IMO, what we need to make this team is a better floor leader and I believe Brevin Knight could fix that problem. Whether we sign him as a FA or do a sign and trade, I am not too worried. He is a role player and could lead the Mavs around the court and give our offence structure. He isn't an offensive threat and we don't need that, what we need is a role player and he is an excellent example of that. Now he is amost 30, but I believe he could teach Harris a few things and then Harris will have the starting PG role. I just think that we need Knight's passing ability to get this team kick started for next season


----------



## xray (Feb 21, 2005)

aussiewill said:


> IMO, what we need to make this team is a better floor leader ... I believe (Knight) could teach Harris a few things and then Harris will have the starting PG role.

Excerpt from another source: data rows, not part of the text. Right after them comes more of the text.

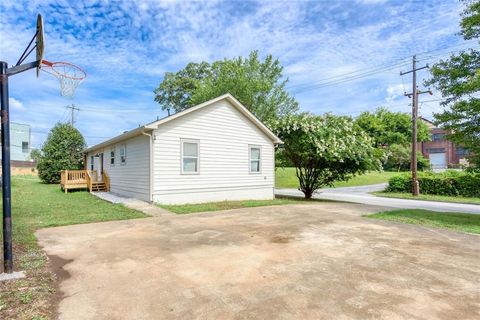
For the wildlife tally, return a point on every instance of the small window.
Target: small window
(255, 159)
(112, 157)
(123, 154)
(460, 151)
(190, 156)
(25, 147)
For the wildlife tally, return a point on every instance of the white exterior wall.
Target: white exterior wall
(224, 135)
(131, 179)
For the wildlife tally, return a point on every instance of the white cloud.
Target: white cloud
(16, 105)
(126, 46)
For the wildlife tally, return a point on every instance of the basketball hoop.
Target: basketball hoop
(69, 75)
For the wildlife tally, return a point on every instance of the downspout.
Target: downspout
(151, 163)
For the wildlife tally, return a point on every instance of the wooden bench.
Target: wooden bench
(77, 179)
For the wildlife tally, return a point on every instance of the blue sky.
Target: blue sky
(127, 46)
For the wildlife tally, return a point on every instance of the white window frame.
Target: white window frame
(25, 150)
(114, 157)
(197, 142)
(250, 147)
(123, 159)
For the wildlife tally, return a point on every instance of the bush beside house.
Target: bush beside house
(63, 150)
(448, 183)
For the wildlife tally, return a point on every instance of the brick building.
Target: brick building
(441, 152)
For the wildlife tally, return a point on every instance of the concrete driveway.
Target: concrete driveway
(319, 261)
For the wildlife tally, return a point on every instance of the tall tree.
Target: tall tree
(458, 80)
(257, 84)
(325, 149)
(388, 128)
(63, 150)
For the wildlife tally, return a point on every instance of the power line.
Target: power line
(362, 73)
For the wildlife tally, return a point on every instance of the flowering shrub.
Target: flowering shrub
(324, 149)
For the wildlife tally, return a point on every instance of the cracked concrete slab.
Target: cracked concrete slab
(312, 261)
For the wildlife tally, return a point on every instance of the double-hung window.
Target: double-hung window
(112, 157)
(25, 146)
(190, 156)
(255, 159)
(123, 154)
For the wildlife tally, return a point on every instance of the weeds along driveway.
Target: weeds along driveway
(306, 261)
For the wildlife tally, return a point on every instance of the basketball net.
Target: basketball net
(69, 75)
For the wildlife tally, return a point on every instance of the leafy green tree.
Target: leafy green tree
(458, 80)
(257, 84)
(35, 154)
(388, 128)
(61, 151)
(325, 149)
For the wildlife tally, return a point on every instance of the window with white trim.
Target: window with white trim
(123, 154)
(112, 157)
(255, 159)
(25, 146)
(190, 156)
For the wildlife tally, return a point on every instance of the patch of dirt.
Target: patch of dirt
(30, 297)
(281, 239)
(56, 265)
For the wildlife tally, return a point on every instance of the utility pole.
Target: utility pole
(72, 113)
(414, 95)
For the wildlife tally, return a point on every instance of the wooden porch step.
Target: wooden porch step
(99, 186)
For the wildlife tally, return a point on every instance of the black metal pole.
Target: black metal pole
(6, 192)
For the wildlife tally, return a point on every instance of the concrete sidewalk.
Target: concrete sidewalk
(361, 195)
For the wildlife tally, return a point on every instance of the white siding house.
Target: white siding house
(214, 151)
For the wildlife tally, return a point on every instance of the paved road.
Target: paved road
(361, 195)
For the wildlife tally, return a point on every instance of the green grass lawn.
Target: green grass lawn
(456, 221)
(286, 178)
(226, 205)
(429, 197)
(36, 205)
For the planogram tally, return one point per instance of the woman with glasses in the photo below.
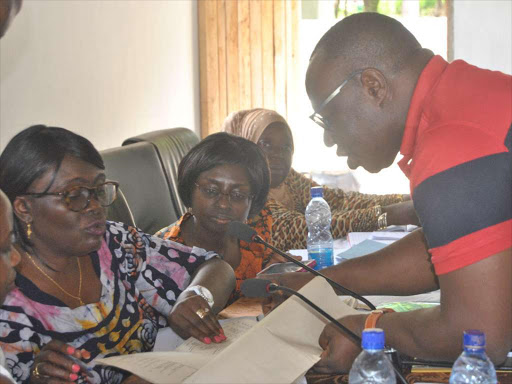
(222, 179)
(88, 288)
(290, 191)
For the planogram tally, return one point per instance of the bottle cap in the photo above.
(373, 338)
(317, 192)
(474, 339)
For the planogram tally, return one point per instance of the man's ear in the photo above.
(375, 85)
(22, 208)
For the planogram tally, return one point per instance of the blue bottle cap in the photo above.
(474, 339)
(373, 338)
(317, 192)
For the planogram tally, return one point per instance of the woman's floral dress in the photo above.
(141, 277)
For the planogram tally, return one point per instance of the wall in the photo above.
(105, 69)
(483, 33)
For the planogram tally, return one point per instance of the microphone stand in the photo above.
(259, 240)
(274, 287)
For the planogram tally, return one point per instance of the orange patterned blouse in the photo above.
(254, 256)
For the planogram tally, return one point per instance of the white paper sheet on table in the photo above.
(278, 349)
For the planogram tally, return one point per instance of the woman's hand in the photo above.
(54, 364)
(276, 258)
(192, 316)
(134, 380)
(294, 280)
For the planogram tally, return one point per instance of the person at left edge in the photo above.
(8, 259)
(88, 287)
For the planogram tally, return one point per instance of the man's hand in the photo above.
(339, 350)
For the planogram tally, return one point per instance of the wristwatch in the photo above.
(371, 320)
(203, 292)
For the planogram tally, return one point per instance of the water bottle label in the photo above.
(322, 256)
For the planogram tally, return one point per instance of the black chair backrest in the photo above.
(171, 145)
(139, 172)
(120, 211)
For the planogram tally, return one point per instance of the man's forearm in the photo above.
(402, 268)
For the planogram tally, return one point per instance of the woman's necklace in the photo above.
(57, 284)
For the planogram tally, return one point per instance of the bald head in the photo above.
(368, 40)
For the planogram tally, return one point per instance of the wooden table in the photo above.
(252, 307)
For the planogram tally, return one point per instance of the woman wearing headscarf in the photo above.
(290, 191)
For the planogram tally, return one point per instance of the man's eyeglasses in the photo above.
(316, 117)
(214, 193)
(78, 198)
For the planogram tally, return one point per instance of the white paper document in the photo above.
(278, 349)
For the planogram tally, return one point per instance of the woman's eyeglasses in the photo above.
(78, 198)
(214, 193)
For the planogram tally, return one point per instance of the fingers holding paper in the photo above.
(339, 350)
(191, 316)
(292, 280)
(58, 363)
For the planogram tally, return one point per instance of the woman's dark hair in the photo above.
(33, 152)
(221, 149)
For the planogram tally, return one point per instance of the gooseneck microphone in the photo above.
(265, 288)
(244, 232)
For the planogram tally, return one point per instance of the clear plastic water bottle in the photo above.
(372, 366)
(473, 366)
(318, 219)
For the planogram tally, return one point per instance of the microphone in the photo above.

Then what the heck is Avery good for ?


----------



## aussiewill (Jan 20, 2005)

bray1967 said:


> Then what the heck is Avery good for ?


Umm isn't he coaching, or did you still think he was playing. AJ is there to call the shots, we need a PG who can lead the team on offence and find the open man. Our offence at times lacks structure and a specialist PG would solve our problems and Knight would fill that role perfectly IMO.


----------



## soulhunter (Nov 2, 2004)

aussiewill said:


> IMO, what we need to make this team is a better floor leader and I believe Brevin Knight could fix that problem. Whether we sign him as a FA or do a sign and trade, I am not too worried. He is a role player and could lead the Mavs around the court and give our offence structure. He isn't an offensive threat and we don't need that, what we need is a role player and he is an excellent example of that. Now he is amost 30, but I believe he could teach Harris a few things and then Harris will have the starting PG role. I just think that we need Knight's passing ability to get this team kick started for next season


I like that idea ALOT, it really comes down to the type of deal he'd want though. Probably small amounts of money for 2 seasons would be perfect. He's around enough to help out and rub off on Devin


----------